The Ren. Festival at Thanksgiving Point found a group of us shivering in the rain as I waited to try this sport called Armored Combat. Four months since I had first met a group of ACL knights at the CrossFit Games, I had finally contacted Amy and asked if I could come join the team.
“You might be able to go against Ryan.”
“Oh, okay.” My heart felt as if it would explode. I wasn’t sure I wanted fight anyone. Four months and I could already feel my brain talking myself out of this sport.
Amy led me to the field towards the other fighters. I was shivering uncontrollably and it wasn’t from the rain. She picked up a sword and hit me in the head. The metal clanged loudly as I took a step backward.
“What do you think?” She asked.
“I think it’s louder than I expected.”
She laughed and beckoned to a fighter just finishing a round. They exchanged a few words and the next thing I knew, I was being ushered towards the ring.

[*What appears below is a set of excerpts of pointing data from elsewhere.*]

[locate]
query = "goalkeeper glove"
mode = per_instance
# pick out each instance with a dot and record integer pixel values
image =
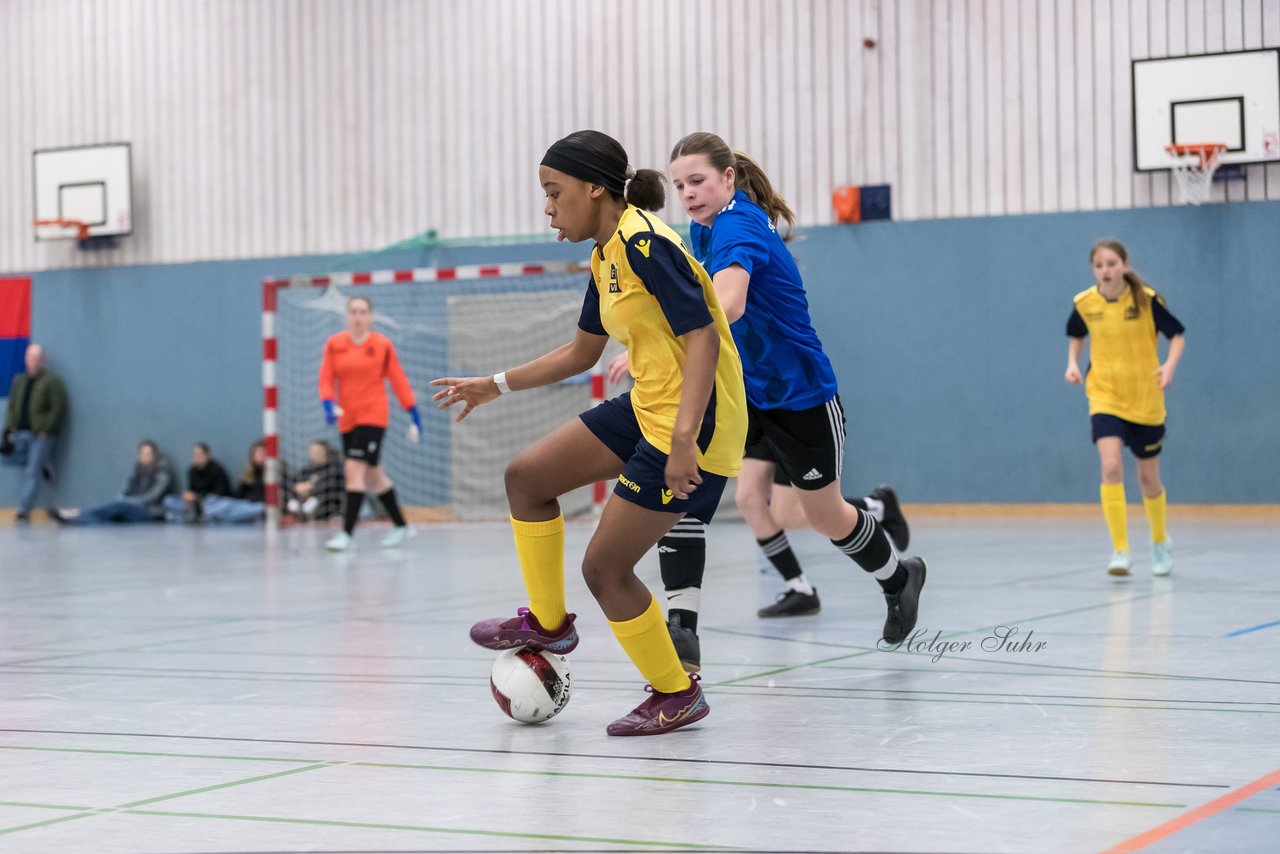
(415, 429)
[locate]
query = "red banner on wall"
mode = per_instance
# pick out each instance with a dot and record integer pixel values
(14, 329)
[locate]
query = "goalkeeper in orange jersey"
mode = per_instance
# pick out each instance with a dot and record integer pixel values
(356, 365)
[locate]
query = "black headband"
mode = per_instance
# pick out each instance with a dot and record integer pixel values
(576, 160)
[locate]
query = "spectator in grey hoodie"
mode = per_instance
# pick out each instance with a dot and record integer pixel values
(141, 501)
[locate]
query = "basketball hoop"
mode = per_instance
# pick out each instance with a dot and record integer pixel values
(1193, 167)
(81, 227)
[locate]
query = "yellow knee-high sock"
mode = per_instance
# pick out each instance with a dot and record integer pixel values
(648, 643)
(1116, 515)
(540, 548)
(1156, 510)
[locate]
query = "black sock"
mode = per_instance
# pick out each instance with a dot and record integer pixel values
(351, 512)
(778, 551)
(392, 507)
(682, 557)
(871, 549)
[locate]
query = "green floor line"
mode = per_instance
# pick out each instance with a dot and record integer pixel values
(1137, 597)
(1009, 702)
(155, 753)
(960, 634)
(1083, 672)
(1098, 671)
(890, 693)
(45, 823)
(18, 803)
(764, 785)
(426, 829)
(572, 773)
(789, 668)
(223, 785)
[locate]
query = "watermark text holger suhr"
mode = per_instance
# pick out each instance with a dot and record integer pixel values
(1002, 639)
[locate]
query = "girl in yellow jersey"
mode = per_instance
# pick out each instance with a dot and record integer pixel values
(672, 442)
(1125, 387)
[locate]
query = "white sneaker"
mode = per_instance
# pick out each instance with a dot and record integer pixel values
(1161, 558)
(339, 542)
(1120, 563)
(397, 537)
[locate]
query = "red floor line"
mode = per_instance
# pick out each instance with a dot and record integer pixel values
(1194, 816)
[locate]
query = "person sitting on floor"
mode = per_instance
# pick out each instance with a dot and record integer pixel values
(205, 476)
(318, 489)
(247, 502)
(142, 498)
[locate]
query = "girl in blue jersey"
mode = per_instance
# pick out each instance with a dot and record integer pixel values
(672, 442)
(796, 424)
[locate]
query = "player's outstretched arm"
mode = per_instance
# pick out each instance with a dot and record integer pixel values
(1073, 360)
(562, 362)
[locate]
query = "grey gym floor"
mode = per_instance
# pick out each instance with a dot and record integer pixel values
(174, 689)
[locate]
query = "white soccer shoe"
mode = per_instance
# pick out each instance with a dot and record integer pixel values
(1161, 558)
(339, 542)
(1120, 563)
(397, 537)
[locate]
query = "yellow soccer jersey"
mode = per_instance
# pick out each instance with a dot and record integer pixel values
(1123, 357)
(647, 291)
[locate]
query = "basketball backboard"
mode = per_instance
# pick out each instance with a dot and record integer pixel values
(1230, 97)
(86, 183)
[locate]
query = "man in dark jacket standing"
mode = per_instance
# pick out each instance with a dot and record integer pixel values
(37, 411)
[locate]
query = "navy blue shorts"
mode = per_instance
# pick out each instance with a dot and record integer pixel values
(644, 480)
(1144, 441)
(807, 447)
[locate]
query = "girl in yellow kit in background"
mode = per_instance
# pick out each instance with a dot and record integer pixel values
(1125, 387)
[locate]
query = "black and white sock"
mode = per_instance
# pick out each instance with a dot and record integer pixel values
(869, 547)
(873, 506)
(388, 501)
(682, 557)
(351, 511)
(777, 548)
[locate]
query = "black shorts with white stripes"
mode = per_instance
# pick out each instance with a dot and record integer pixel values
(808, 446)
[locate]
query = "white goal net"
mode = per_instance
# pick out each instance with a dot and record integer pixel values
(455, 322)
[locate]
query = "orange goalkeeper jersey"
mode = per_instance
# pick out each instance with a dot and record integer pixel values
(360, 371)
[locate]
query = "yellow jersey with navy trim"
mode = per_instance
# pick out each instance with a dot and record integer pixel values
(647, 291)
(1123, 356)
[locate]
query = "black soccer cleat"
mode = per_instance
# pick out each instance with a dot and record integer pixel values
(792, 604)
(904, 606)
(688, 645)
(895, 523)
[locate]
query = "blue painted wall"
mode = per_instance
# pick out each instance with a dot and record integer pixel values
(947, 337)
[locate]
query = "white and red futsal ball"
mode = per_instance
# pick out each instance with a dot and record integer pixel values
(530, 685)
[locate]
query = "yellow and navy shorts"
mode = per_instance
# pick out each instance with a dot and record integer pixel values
(644, 479)
(1144, 441)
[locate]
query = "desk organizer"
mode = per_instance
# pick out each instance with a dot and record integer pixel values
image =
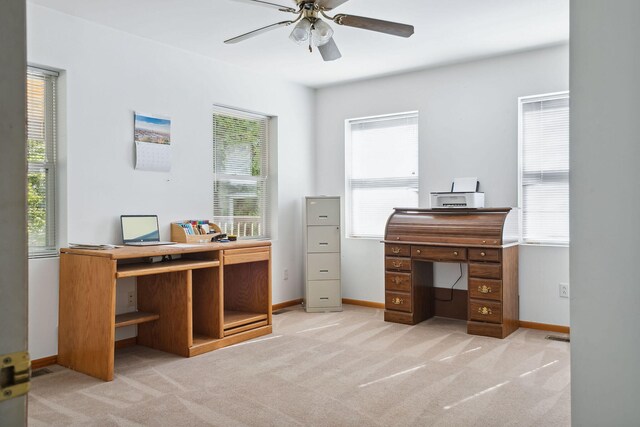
(181, 231)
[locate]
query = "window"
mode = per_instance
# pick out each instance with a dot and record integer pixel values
(544, 168)
(240, 162)
(41, 158)
(381, 171)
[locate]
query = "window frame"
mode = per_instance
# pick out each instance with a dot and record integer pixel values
(263, 180)
(521, 218)
(349, 234)
(49, 166)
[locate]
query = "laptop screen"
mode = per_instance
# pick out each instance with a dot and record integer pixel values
(140, 228)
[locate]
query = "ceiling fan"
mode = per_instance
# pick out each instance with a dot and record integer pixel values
(311, 29)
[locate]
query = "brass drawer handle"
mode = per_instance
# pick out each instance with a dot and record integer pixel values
(484, 289)
(485, 311)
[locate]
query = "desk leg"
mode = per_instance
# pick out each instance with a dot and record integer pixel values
(86, 320)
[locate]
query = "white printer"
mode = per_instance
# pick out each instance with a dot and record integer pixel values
(464, 194)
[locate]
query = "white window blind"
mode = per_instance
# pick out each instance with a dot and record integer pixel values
(41, 159)
(381, 171)
(544, 168)
(241, 173)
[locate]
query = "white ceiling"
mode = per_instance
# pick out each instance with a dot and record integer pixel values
(445, 31)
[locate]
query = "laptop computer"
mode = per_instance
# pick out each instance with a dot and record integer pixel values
(141, 230)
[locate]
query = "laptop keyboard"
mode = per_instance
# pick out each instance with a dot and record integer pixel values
(149, 243)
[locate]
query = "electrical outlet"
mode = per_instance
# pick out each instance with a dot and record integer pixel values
(131, 299)
(564, 290)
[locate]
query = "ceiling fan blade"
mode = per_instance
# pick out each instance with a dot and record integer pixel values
(329, 4)
(269, 4)
(258, 32)
(330, 51)
(393, 28)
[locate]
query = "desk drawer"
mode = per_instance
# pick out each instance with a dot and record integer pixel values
(397, 250)
(399, 264)
(485, 289)
(487, 255)
(485, 311)
(397, 301)
(241, 256)
(398, 282)
(485, 271)
(435, 253)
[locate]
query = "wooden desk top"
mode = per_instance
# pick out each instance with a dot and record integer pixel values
(177, 249)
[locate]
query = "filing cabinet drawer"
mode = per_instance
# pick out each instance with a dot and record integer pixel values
(485, 289)
(400, 264)
(398, 282)
(397, 250)
(489, 255)
(323, 266)
(485, 311)
(323, 238)
(439, 253)
(398, 301)
(324, 293)
(485, 271)
(323, 212)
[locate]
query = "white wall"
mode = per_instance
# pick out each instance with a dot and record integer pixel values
(605, 201)
(467, 127)
(107, 75)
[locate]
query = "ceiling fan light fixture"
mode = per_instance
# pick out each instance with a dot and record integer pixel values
(321, 32)
(301, 31)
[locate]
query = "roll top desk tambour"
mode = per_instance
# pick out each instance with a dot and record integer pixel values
(416, 238)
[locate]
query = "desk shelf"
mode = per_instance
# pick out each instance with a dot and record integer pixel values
(181, 302)
(135, 270)
(128, 319)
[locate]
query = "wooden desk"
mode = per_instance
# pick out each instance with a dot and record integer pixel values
(416, 238)
(214, 295)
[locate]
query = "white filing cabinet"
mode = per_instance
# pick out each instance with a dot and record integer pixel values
(323, 291)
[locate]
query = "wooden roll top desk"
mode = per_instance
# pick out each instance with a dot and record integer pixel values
(210, 295)
(416, 238)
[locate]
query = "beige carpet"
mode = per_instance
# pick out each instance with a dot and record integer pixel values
(325, 369)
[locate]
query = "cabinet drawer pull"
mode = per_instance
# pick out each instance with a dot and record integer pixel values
(485, 311)
(484, 289)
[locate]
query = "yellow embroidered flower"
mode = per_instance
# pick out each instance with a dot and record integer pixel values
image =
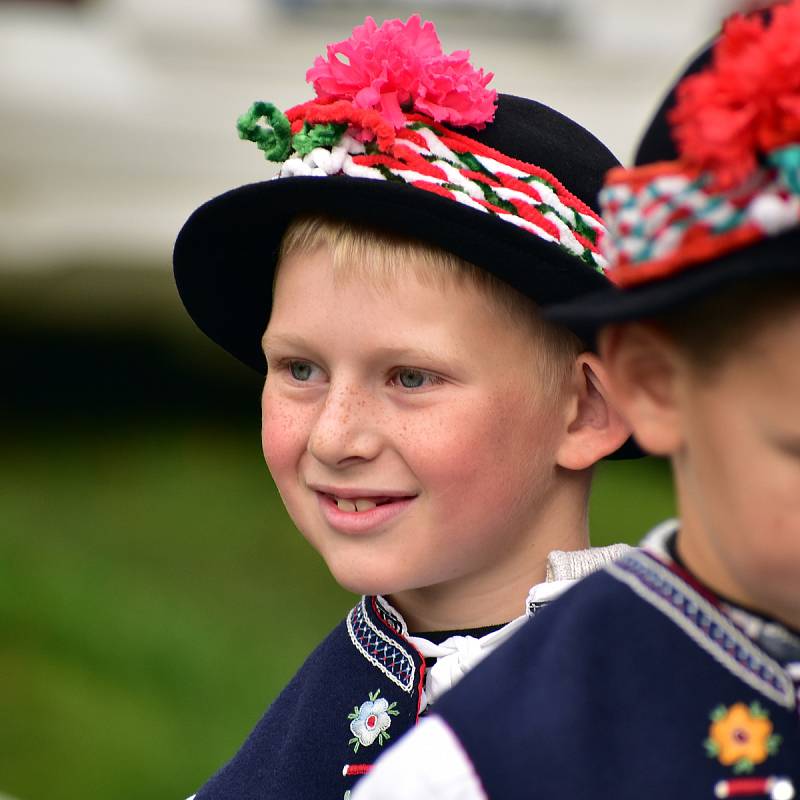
(741, 736)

“Okay, Ryan is great with beginners, he’s going to go easy on you. Just hit him as hard as you can and keep your shield up.”
“Okay.” These people were crazy.
I approached the knight. I couldn’t see his face, but I couldn’t see much in my borrowed helmet. He came close, weapons down.
“I’m not going to hurt you. We just want to see how you do.”
“Okay.” I felt hot tears gathering. No, don’t cry. Visibility was limited, I didn’t need tears making it worse.
The round started and Ryan came towards me. I swung the short mace at him, hitting his shield with a dull thud.
His short sword clanged somewhere against my ear – the ringing echoed as he hit my head again.
“Lift your shield,” Ryan yelled through his helmet.
I obeyed, lifting my shield as he swung again, this time at my side.
We were closer now and I tried to hit him. I connected with something, but I couldn’t see what.
“Good, hit harder.” Ryan began to coach me through the steps until the round was called. We backed up and he pulled his visor up to help his air flow. “Next round, try to hit harder and punch with your shield. That’s a weapon too.”
I nodded, too winded to reply. The ref came towards us again and we reset our position. This time I struck harder, but Ryan was faster and blocked.
“You’re fighting yourself. Relax.”
Relax? I thought. How could I relax with his sword hitting me every second? Backing up, I took a few deep breaths. The hits weren’t hurting me, it was just shocking. They were muted taps, nothing more. We advanced towards each other again, this time I tried to swing behind Ryan. I felt my mace connect on his back. I relaxed a bit more.
On the third round, all I remember was Ryan shouting, “Keep going. You have a bit more in your tank.”
It was in that moment that I knew I liked this sport. I liked these people. They saw something in me that I’d been dying for someone to notice: I have more to give. I can keep pushing.
I hope that we can all find that thing that makes us want to give more, and the people who know when to ask it of us.